Just one month later on March 7, Colts owner Jim Irsay and Manning cried at a press conference at team headquarters. The Manning era in Indianapolis, which is directly responsible for Lucas Oil Stadium, Super Bowl XLVI, and economic growth across Indianapolis’ metropolitan area, was over.
On Feb. 5, the Giants’ 21-17 comeback victory set off an epic party at the Marriott which may still rank as the most expensive single party in Indianapolis’ history.
According to Ray, the final bill was over $1 million, and the scene included the Manning family located downstairs, Coughlin’s crew carved out in their own room and the rest of Indianapolis taking back to the streets for one more night of bedlam.
Now, a decade later, what legacy did Super Bowl week leave on the city?
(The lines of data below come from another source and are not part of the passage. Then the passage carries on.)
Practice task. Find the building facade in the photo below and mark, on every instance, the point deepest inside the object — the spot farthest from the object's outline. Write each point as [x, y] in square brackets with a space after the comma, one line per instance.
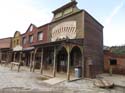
[5, 50]
[72, 40]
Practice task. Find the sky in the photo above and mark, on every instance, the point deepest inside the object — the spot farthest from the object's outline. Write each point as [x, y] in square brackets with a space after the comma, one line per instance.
[17, 15]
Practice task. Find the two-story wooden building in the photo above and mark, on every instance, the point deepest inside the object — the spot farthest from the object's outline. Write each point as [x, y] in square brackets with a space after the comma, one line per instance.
[5, 50]
[74, 39]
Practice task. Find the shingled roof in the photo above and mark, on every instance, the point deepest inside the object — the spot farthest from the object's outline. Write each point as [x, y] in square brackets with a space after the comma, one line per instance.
[5, 43]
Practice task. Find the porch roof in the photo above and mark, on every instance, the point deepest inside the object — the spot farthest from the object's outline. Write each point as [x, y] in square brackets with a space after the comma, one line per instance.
[28, 49]
[56, 43]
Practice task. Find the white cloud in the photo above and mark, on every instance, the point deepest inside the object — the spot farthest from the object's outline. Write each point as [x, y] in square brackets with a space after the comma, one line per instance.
[113, 34]
[114, 12]
[17, 15]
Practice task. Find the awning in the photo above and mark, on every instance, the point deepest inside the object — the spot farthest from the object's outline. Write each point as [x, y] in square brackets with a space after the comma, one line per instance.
[28, 49]
[17, 48]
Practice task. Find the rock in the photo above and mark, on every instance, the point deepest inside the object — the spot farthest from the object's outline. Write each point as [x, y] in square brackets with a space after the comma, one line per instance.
[102, 83]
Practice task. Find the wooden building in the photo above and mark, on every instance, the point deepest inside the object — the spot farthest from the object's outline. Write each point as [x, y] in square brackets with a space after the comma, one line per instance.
[5, 50]
[74, 40]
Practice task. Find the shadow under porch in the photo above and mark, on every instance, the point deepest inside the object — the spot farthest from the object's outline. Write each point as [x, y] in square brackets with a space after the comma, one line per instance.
[60, 59]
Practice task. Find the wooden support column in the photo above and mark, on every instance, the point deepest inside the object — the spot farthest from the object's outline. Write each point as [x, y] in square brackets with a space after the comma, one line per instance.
[34, 59]
[31, 61]
[20, 59]
[41, 68]
[14, 59]
[83, 65]
[54, 63]
[68, 65]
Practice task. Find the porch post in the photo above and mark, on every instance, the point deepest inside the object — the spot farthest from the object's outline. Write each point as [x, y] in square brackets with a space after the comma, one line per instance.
[20, 57]
[54, 63]
[14, 56]
[34, 59]
[19, 61]
[83, 65]
[41, 68]
[68, 67]
[31, 61]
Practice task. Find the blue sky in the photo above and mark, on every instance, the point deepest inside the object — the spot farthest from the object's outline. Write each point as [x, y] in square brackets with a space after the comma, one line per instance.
[18, 14]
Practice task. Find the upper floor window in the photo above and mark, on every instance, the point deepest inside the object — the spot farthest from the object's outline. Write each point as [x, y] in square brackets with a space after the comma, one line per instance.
[24, 41]
[58, 15]
[30, 38]
[40, 36]
[67, 11]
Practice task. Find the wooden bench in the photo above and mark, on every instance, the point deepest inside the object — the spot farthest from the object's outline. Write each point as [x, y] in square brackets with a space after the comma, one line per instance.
[15, 64]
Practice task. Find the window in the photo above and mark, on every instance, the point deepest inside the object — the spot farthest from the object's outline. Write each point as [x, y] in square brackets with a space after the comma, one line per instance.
[113, 62]
[30, 38]
[24, 40]
[67, 11]
[58, 15]
[40, 36]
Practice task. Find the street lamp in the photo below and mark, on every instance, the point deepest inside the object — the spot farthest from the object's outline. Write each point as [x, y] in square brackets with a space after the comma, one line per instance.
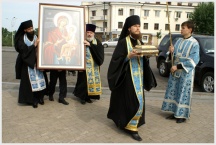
[104, 36]
[13, 20]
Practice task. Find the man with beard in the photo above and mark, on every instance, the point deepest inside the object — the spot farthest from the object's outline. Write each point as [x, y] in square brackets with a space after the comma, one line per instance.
[32, 81]
[128, 75]
[179, 90]
[88, 84]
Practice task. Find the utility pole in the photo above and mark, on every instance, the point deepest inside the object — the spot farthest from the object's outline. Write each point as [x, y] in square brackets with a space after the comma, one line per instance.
[104, 36]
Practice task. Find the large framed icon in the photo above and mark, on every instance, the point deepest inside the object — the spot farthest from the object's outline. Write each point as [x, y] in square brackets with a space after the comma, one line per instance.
[61, 35]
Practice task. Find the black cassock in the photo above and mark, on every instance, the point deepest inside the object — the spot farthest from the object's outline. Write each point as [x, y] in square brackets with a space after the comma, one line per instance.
[80, 90]
[26, 58]
[123, 102]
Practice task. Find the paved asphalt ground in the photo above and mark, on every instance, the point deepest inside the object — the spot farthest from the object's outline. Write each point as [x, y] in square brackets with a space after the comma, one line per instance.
[76, 123]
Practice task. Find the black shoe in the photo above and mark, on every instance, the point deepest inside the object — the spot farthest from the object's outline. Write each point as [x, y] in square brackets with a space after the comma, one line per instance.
[83, 102]
[34, 105]
[63, 101]
[136, 136]
[171, 117]
[41, 101]
[180, 120]
[51, 98]
[89, 101]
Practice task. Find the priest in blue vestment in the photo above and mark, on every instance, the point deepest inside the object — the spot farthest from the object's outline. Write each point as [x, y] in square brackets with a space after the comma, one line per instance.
[179, 90]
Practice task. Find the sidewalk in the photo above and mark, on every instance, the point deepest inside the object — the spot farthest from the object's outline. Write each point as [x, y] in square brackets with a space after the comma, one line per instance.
[76, 123]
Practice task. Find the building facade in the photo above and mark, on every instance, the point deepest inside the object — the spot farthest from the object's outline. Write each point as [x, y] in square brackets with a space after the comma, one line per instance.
[109, 17]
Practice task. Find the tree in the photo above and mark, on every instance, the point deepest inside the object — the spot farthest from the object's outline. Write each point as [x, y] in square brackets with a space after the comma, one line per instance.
[203, 18]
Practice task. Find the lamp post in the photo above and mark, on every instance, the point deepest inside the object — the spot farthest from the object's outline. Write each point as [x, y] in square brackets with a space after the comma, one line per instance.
[104, 36]
[13, 20]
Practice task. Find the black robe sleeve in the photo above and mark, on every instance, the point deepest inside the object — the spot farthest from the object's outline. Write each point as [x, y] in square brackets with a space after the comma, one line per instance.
[97, 52]
[27, 54]
[118, 67]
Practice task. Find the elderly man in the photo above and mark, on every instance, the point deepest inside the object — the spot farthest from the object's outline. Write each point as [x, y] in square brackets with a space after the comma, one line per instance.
[128, 75]
[88, 84]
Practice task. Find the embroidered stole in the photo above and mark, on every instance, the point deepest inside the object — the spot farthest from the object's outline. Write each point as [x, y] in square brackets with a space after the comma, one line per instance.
[136, 68]
[92, 73]
[36, 76]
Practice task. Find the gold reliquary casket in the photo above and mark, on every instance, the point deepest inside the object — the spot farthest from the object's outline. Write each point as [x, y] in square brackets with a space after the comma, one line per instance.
[146, 50]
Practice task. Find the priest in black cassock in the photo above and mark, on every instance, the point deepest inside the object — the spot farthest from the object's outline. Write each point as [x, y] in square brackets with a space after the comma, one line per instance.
[32, 81]
[88, 85]
[128, 75]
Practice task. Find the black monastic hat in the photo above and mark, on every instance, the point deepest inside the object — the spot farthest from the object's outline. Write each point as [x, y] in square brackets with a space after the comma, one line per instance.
[22, 27]
[90, 27]
[130, 21]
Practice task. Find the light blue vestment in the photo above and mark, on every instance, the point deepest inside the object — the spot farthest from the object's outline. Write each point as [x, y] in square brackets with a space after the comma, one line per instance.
[36, 76]
[180, 85]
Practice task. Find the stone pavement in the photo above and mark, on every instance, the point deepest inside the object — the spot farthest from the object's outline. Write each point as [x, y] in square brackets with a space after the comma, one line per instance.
[76, 123]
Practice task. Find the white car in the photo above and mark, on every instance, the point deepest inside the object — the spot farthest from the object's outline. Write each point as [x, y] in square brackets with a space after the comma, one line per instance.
[110, 42]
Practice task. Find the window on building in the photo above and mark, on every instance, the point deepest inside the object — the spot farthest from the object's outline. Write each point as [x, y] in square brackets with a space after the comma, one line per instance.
[179, 3]
[166, 27]
[145, 26]
[93, 13]
[105, 24]
[178, 15]
[131, 12]
[169, 14]
[146, 13]
[120, 25]
[177, 27]
[120, 11]
[94, 23]
[189, 4]
[105, 12]
[156, 26]
[188, 15]
[157, 13]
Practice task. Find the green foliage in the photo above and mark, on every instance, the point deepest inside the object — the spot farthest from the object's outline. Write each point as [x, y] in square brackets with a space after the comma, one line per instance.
[203, 18]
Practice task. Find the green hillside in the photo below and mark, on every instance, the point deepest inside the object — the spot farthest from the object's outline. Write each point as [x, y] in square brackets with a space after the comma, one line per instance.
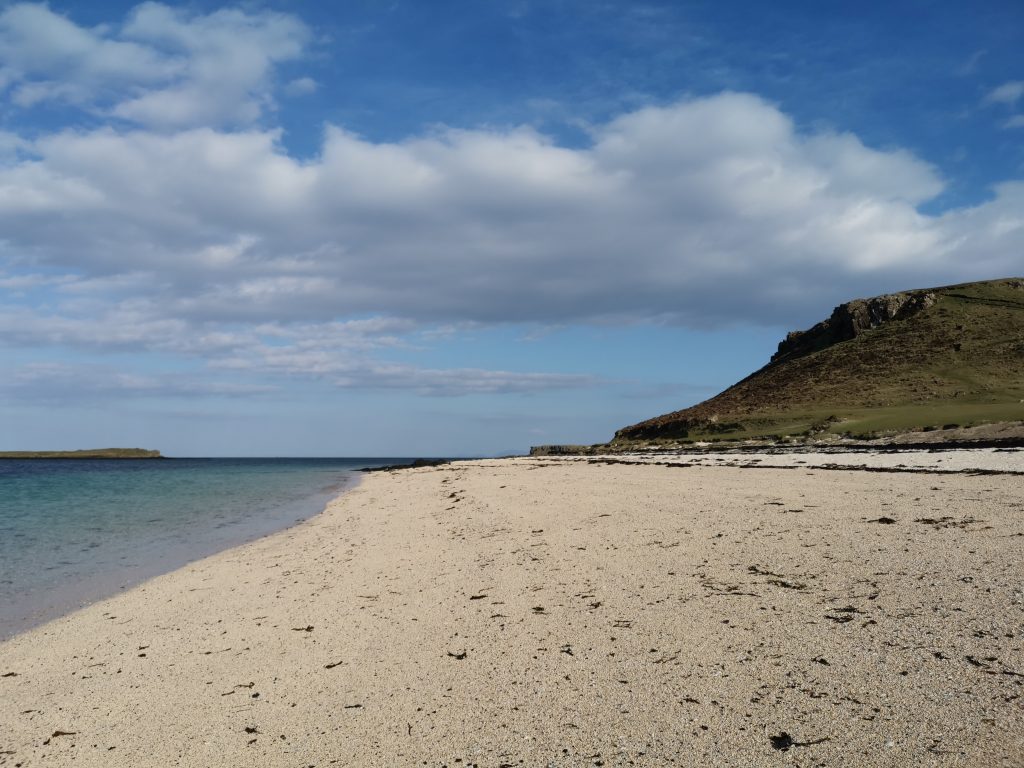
[918, 359]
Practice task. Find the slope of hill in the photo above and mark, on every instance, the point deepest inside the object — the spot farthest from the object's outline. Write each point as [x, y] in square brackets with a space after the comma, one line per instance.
[916, 359]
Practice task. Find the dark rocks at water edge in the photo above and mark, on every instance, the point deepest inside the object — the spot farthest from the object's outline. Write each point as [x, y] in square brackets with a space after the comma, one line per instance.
[86, 454]
[412, 465]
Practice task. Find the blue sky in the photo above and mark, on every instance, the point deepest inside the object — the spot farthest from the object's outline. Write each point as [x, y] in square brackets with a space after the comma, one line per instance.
[465, 227]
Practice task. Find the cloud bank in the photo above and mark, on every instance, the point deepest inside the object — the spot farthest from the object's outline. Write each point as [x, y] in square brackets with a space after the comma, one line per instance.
[182, 224]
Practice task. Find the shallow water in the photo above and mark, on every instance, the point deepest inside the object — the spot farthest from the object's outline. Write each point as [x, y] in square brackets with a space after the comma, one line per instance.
[75, 530]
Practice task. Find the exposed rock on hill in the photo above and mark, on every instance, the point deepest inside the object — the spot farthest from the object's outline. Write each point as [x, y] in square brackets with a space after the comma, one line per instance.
[923, 358]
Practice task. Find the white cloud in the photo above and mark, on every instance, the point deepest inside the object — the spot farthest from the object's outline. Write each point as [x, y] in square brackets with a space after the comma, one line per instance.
[219, 246]
[163, 68]
[707, 211]
[1008, 93]
[301, 87]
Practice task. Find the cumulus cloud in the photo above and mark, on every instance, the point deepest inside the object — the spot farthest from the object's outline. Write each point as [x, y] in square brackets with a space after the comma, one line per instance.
[219, 246]
[705, 212]
[1008, 93]
[163, 68]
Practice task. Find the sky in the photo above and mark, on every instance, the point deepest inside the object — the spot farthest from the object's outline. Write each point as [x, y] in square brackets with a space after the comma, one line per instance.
[465, 227]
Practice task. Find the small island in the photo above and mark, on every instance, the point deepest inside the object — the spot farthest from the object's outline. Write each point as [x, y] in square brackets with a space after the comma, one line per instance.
[85, 454]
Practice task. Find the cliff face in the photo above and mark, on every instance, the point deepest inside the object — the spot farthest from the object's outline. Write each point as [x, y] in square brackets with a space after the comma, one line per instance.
[850, 320]
[945, 348]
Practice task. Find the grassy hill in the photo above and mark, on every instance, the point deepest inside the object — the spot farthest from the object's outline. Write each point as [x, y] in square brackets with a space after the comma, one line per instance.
[87, 454]
[912, 360]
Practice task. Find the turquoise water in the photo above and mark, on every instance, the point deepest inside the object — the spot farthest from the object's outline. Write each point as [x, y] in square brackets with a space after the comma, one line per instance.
[75, 530]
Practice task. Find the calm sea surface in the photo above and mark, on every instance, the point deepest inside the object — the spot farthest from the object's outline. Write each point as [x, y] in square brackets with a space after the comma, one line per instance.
[75, 530]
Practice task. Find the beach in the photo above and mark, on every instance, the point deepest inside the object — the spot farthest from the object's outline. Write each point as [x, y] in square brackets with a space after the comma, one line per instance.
[565, 612]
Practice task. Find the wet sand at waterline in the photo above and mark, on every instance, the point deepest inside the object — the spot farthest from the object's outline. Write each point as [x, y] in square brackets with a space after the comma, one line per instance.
[560, 612]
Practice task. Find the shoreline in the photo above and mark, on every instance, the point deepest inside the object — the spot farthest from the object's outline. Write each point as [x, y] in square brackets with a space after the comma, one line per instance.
[77, 596]
[521, 611]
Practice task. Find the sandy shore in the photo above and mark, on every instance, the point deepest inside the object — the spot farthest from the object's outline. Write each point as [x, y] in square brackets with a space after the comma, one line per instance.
[567, 613]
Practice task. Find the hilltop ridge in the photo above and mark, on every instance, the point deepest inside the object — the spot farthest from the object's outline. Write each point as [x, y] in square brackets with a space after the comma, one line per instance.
[918, 359]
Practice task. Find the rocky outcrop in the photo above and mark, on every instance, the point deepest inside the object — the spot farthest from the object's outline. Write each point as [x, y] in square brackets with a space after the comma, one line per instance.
[850, 320]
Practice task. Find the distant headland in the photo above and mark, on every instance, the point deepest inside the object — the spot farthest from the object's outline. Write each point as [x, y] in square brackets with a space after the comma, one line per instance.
[86, 454]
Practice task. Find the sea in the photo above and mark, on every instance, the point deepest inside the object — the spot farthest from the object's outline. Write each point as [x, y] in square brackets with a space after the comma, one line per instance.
[75, 530]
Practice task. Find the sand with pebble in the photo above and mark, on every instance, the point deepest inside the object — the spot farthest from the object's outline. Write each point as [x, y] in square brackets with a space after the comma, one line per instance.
[563, 612]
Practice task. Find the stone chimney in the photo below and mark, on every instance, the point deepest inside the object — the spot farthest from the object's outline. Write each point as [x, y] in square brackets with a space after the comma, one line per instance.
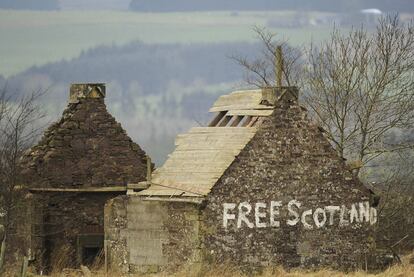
[87, 147]
[86, 91]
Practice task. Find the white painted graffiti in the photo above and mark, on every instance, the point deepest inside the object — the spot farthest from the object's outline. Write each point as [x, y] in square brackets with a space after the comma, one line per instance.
[265, 215]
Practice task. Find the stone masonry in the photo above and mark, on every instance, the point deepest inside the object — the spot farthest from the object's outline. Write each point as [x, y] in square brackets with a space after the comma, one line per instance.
[287, 199]
[289, 159]
[86, 147]
[81, 162]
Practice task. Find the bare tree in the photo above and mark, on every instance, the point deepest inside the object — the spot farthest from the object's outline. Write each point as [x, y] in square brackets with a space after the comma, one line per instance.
[262, 71]
[358, 85]
[19, 118]
[361, 87]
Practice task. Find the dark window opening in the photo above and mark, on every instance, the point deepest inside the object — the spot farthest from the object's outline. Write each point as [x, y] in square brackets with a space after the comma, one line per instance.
[90, 255]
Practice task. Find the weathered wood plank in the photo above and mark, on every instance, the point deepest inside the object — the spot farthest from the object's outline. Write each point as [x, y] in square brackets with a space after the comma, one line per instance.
[251, 112]
[90, 189]
[247, 106]
[234, 130]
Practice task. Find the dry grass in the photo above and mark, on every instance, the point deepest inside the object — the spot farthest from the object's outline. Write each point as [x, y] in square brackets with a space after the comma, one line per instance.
[406, 269]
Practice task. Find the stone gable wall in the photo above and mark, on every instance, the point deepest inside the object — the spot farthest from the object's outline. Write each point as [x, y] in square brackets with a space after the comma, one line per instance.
[86, 147]
[262, 210]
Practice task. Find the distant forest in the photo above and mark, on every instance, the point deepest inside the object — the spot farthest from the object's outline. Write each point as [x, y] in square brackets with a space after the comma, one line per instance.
[246, 5]
[30, 4]
[155, 91]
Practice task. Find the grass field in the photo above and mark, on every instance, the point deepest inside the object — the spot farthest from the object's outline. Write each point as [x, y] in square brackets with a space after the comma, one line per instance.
[30, 38]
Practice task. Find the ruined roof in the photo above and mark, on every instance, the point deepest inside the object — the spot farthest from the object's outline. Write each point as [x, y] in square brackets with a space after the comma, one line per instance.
[86, 148]
[203, 154]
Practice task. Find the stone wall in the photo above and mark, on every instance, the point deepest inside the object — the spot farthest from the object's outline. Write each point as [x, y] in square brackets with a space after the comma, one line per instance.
[150, 235]
[86, 147]
[58, 219]
[85, 150]
[288, 199]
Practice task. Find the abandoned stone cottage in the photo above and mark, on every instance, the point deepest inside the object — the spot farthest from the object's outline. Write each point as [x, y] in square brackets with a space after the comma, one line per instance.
[260, 186]
[81, 161]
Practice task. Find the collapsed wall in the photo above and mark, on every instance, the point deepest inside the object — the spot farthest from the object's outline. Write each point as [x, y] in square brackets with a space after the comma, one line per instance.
[81, 161]
[86, 147]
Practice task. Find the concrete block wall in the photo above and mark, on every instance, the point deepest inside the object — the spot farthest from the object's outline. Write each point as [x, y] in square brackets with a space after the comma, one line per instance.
[151, 236]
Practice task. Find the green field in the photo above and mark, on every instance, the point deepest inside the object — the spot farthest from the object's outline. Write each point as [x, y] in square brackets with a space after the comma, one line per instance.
[30, 38]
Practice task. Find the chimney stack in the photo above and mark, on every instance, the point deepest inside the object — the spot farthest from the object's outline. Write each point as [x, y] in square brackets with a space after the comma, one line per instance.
[86, 91]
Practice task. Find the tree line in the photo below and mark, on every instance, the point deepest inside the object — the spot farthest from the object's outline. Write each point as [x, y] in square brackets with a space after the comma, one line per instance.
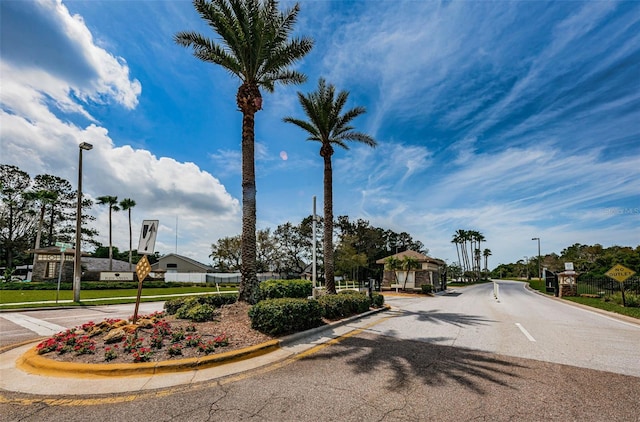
[36, 213]
[470, 255]
[588, 260]
[288, 249]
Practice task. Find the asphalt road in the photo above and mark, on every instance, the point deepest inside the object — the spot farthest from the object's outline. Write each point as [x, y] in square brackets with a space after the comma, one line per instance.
[447, 358]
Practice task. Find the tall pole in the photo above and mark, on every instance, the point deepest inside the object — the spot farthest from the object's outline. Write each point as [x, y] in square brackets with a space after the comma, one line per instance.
[313, 265]
[77, 266]
[539, 263]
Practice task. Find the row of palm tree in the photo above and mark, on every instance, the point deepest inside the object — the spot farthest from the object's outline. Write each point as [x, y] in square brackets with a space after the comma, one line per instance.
[256, 46]
[469, 250]
[114, 206]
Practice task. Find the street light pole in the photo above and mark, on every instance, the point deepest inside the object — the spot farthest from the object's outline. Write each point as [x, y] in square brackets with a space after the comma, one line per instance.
[77, 266]
[539, 268]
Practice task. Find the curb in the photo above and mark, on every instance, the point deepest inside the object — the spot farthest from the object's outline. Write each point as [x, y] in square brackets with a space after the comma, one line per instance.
[32, 362]
[604, 312]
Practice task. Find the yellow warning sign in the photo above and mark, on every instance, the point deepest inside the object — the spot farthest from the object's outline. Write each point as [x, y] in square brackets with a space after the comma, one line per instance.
[143, 268]
[619, 273]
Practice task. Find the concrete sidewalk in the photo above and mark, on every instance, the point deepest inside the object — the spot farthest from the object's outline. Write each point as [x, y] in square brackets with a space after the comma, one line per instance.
[53, 380]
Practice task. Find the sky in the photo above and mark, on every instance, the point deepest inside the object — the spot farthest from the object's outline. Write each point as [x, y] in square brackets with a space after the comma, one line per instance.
[517, 119]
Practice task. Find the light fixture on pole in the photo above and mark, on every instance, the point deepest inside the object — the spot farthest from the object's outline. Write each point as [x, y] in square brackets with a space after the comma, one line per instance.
[539, 268]
[77, 266]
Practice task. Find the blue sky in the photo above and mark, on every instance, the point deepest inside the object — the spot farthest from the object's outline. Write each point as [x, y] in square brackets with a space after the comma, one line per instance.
[517, 119]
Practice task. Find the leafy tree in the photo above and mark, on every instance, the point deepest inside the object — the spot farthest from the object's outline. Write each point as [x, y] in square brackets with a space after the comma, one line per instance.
[349, 260]
[407, 264]
[294, 242]
[330, 126]
[112, 203]
[394, 264]
[126, 205]
[227, 253]
[256, 47]
[60, 222]
[42, 198]
[266, 251]
[16, 216]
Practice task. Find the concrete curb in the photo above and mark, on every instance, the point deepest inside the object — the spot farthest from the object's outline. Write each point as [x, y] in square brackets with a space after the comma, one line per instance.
[32, 362]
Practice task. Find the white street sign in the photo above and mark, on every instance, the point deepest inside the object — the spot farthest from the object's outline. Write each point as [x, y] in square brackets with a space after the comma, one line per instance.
[148, 233]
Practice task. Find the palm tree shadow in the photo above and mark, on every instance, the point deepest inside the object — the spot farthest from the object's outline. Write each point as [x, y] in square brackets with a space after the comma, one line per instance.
[438, 317]
[432, 364]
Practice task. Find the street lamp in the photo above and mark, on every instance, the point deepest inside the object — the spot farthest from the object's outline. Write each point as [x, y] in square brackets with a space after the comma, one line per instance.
[77, 268]
[539, 269]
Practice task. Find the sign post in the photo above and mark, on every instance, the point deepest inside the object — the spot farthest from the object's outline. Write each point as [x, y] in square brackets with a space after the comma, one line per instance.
[63, 247]
[620, 273]
[146, 246]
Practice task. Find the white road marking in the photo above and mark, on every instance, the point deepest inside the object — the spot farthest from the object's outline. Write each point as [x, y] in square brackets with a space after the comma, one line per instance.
[525, 332]
[38, 326]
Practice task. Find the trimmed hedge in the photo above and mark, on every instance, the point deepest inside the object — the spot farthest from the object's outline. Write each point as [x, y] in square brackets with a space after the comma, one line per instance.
[200, 308]
[344, 304]
[285, 315]
[97, 285]
[273, 289]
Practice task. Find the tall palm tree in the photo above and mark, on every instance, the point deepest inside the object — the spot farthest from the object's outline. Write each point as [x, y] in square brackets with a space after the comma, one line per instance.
[255, 46]
[112, 202]
[328, 125]
[486, 253]
[126, 205]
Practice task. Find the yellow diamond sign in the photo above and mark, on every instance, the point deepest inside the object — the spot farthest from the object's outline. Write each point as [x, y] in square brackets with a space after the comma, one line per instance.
[143, 268]
[619, 273]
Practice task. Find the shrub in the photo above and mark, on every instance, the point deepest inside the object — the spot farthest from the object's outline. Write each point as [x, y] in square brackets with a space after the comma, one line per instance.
[273, 289]
[377, 300]
[285, 315]
[427, 288]
[202, 313]
[180, 307]
[344, 304]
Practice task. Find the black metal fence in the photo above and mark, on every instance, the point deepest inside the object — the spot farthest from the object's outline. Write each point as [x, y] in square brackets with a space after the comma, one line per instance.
[606, 286]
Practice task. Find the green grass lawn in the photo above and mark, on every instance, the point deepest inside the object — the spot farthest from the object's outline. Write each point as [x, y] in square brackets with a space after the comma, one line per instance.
[593, 302]
[9, 299]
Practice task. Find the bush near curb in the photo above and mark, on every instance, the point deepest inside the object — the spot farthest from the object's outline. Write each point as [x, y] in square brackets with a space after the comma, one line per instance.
[198, 309]
[285, 315]
[427, 288]
[344, 304]
[273, 289]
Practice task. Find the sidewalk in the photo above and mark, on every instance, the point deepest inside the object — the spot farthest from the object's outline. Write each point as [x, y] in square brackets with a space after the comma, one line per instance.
[49, 381]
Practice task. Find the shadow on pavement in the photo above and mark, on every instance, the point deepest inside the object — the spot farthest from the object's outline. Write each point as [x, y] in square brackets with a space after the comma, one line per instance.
[436, 316]
[399, 361]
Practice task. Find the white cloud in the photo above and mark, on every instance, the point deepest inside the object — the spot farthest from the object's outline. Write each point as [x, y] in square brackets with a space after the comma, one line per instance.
[40, 141]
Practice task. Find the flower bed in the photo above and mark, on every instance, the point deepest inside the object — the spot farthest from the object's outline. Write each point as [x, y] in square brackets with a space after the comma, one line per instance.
[155, 337]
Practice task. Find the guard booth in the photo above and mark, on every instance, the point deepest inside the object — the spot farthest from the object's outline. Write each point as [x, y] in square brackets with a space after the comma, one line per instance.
[551, 280]
[568, 282]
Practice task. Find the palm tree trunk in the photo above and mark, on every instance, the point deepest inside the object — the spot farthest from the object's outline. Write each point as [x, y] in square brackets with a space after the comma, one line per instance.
[110, 241]
[130, 237]
[328, 223]
[249, 286]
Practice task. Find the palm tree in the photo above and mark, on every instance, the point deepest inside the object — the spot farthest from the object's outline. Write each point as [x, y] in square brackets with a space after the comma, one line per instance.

“It was our responsibility to show the world what Indianapolis was,” Melangton said. “How many thank you notes I got after from [NBC broadcaster] Mike Tirico, [former Colts coach) Tony Dungy and the president of NBC all saying, ‘We have never met people who are so helpful, so sincere, and so genuine about wanting us to experience Indianapolis.”
Ballard believes it changed the way Hoosiers looked at themselves and their home.
“It was a feeling of, ‘Oh my god, look at Indianapolis, we are really doing this, we are really this kind of city,’” Ballard said.
“The Super Bowl took it to the level of making it feel like, we are world-class,” Ray said. “People said, ‘Hands down it has been the best Super Bowl experience ever.’”
Dear commissioner Roger Goodell, Indianapolis is ready for another one. Let’s make it happen.